Re: Still need a hint for undecorated windows



On Tuesday 02 August 2005 18:26, Havoc Pennington wrote:
> On Mon, 2005-07-25 at 23:57 +0100, Bill Haneman wrote:
> > If WMs don't support what apps want, apps will hack around this or vote
> > with their feet, finding WMs that allow them to do what they want
> > (however crazy we think that may be).
> >  This undermines the whole value
> > of having a spec.  If a spec is too rigid or limited, then it's almost
> > like having no spec at all - the whole point of a spec is having a
> > STANDARD, supported way of doing things.  The point of a wm spec is NOT,
> > IMHO, to tell application writers what kind of interfaces they
> > should/shouldn't be creating.
>
> Not to restart the flamewar, but I am happy to add support for what apps
> want as soon as someone can explain specifically what apps want.
>
> "Undecorated" is not an explanation, see
> http://mail.gnome.org/archives/wm-spec-list/2005-July/msg00003.html
> for what needs spelling out.

Oh, but it is.

Here's an example of a window type that wants to be undecorated that no one 
else has considered yet, and which was my motivation for bringing this up in 
the first place.  OpenGL Multipipe is a toolkit for scaling GL applications 
to large displays.  Since you may not have a 16-screen display handy while 
you're developing, it includes a simulation mode, where multiple 
non-fullscreen undecorated windows on one screen are tiled together to 
approximate the system you're going to deploy on.

These windows want to behave exactly like top-layer, full-screen windows.  And 
the desired semantics are almost exactly what you'd get with TYPE_NORMAL 
minus the decorations: place the window exactly where it asks, normal focus 
and stacking policy, only visible on the current virtual desktop, hide it 
when you hit Show Desktop, etc.  And I think (IANA toolkit guy, or even an 
app guy) that's pretty close to what xmms wants too.
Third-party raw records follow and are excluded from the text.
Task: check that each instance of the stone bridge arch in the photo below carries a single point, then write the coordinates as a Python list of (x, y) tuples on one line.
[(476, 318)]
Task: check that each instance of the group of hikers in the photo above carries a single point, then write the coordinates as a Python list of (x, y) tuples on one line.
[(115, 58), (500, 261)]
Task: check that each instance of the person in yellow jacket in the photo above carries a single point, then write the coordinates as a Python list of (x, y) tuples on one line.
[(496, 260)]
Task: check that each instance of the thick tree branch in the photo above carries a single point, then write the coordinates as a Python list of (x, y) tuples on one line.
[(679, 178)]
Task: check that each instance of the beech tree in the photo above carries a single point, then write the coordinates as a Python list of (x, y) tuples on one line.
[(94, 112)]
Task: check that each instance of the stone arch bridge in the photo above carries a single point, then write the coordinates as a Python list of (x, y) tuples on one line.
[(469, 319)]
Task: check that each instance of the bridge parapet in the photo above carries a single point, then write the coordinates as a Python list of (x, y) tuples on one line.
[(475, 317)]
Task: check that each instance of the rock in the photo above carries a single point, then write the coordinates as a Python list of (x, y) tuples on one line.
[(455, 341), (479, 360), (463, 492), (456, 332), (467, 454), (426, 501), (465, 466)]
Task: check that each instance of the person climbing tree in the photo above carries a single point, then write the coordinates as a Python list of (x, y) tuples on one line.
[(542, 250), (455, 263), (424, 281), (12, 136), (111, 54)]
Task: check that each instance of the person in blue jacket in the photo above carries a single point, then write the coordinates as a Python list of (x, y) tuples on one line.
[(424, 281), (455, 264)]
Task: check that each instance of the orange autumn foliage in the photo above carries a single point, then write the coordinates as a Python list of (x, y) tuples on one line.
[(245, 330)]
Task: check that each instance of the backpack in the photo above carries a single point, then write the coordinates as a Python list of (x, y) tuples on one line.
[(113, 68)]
There's no netwm hint for this; the spec really says "here's some semantic 
types, they replace the mwm hints", which means if there's no type you want 
then you're out of luck.  You do see how that's hostile, right?

OSK and other accessibility gadgets probably want something different, as do 
output-only glitter windows or Wine windows or whatever.  Fine.  How purist 
do you want to be here?  Do you really want netwm to be the holy enumeration 
of all the valid semantic types?  If you do so, you're actively inhibiting 
the creation and deployment of new types, and you still haven't documented 
the canonical way to get rid of the decorations.  They're nearly orthogonal 
issues, but I would like to see at least one of them resolved.